In a previous posting I showed a fly pattern that uses knotted pheasant tail legs, and I promised a posting to help readers tie these.
Tying knots in short pieces of feather fibre is difficult, so don’t beat yourself up if you end up with bits of knotless feather on the floor, and a foul temper. That would be entirely normal, and part of the process. In fact, if I haven’t tied these in a while, I forget all my own learning and do the same for a good 20 minutes before the synapses fire, and I remember this method:
Choose your fibres.
2 fibres normally does it (if you were tying a single fibre, it is easier to do, and you could dispense with the hackle pliers as shown in the steps below. Hans Weilenmann does an excellent You Tube video on single fibre legs):
Now make a simple loop in the fibres. Just a loop. Don’t try to tie a knot yet:
Now use a small pair of hackle pliers. Insert them through the loop you have made, and once through, open the jaws to grab the thick ends of the fibres:
Now pull these gently back through. I usually twist/swivel the end of the pliers downwards and through the loop towards me:
Now, don’t pull the knot tight at all. Just pinch the whole loose knot and end of the hackle pliers between thumb and forefinger of one hand, to keep it all together. This frees the other hand to reach for a second pair of hackle pliers.

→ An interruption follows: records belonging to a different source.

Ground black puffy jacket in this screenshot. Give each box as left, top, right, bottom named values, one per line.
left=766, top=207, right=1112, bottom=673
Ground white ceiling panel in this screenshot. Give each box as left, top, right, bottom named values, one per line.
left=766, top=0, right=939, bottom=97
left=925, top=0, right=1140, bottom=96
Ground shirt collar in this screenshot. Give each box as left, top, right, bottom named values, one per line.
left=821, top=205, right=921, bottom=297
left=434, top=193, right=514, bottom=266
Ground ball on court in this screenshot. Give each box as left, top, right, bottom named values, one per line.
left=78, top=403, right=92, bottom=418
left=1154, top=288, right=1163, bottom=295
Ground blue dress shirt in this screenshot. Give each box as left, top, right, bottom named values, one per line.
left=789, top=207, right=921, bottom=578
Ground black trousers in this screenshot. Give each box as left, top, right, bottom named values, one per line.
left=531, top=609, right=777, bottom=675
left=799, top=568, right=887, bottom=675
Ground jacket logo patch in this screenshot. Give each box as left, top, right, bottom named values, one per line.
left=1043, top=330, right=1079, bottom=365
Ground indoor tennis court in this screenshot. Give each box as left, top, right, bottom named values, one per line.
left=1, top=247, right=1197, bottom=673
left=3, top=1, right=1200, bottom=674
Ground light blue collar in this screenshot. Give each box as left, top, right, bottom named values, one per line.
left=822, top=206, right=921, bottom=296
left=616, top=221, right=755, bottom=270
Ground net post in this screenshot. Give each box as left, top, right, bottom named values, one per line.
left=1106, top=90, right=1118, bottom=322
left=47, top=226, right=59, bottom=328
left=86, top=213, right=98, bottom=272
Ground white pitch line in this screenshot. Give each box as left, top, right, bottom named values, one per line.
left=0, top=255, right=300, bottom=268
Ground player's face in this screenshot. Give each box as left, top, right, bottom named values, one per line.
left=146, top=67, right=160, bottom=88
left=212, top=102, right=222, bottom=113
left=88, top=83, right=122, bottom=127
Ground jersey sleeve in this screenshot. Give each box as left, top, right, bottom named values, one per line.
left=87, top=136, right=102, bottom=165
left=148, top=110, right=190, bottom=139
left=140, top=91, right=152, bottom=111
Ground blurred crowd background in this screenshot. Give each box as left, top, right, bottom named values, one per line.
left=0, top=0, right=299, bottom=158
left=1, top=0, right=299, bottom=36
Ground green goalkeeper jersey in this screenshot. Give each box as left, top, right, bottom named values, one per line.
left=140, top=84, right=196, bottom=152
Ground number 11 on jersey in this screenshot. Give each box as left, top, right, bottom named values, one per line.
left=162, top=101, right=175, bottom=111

The second pair of pliers are fastened to the fine ends of fibre, just peeking out from your pinch.
The most important thing here is to position the second pliers (the left hand ones in the picture above), just below where you want the knot to be. So on a big fly, they will be positioned quite far up. On a small fly, they will be right down close to the tips.
(If you are tying a large daddy-long-legs, for example, and the position of the knee is less important, again you can do these by hand, and in fact there is an excellent you tube video by Erlends Stankelbein demonstrating these legs too. )
Now, being careful not to pull the two opposite ends apart (which would tighten the knot prematurely), take both pliers in one hand, with the fine ends (second pair of pliers) below the other end.
Using gravity, a little shaking or stroking, ease the loose knot down.
When the open knot arrives at the lower pliers:
you can pull tight.
(gently does it)
now make a few more
Then smear a little UV glue on your finger, and pull the fibres through it, to mop it all up
Then place is a clothes peg, taking care to ensure they are not touching one another, and expose them to the UV torch, to cure the glue:
Pheasant tail fibre is notoriously frail. Have you ever noticed how the tails of your pheasant tail nymphs break off?
This is why I use UV glue. I use it a little reluctantly, because one sacrifices movement, and in fact sometimes I don’t use it at all for that reason.
Either way, I hope the knot tying tips help you make some legs for your flies.
Got it Andrew thanks, I’d given up fumbling with these!
thanks Andrew, I never managed to grasp this trick before but now you’ve made as clear as a gin clear stream. I do remember seeing a tool advertised in an UK catalogue for a pheasant tail knotting tool. Often wondered if it would be worth getting one.
That tool sounds interesting Roy…must have a look.
Horrors…not really. What I once couldn’t do you made easy enough. Thanks!
a pleasure: glad to be of help.
Using a crochet hook instead of the hackle pliers allows easier access and requires a smaller loop than the pliers, particularly useful if the feather fibres aren’t that long. I used to use the pliers, now I use the hook. That is when I am feeling pedantic enough to knot the legs in the first place.
Tim, I must try that. I was in a fishing shop last week and with time to spare wandered round. Spotted two interesting “tools” in the carp section. They are made by Loomis and Franklin and are labeled “Carp bollie stik needles”. They looked good for use in attaching strike indicatort as per the new NZ system so I picked up one of each to try. Reading your comment made me realise there may be more than one use for them. Another tool may be one I recall seeing in a UK mag as a leg knotting tool. I’ll see if I can find it.
Thanks Roy, there is as they say “more than one way to skin an cat”..
Good idea. Thanks Tim.
Excellent technique – thanks Andrew and also to Tim!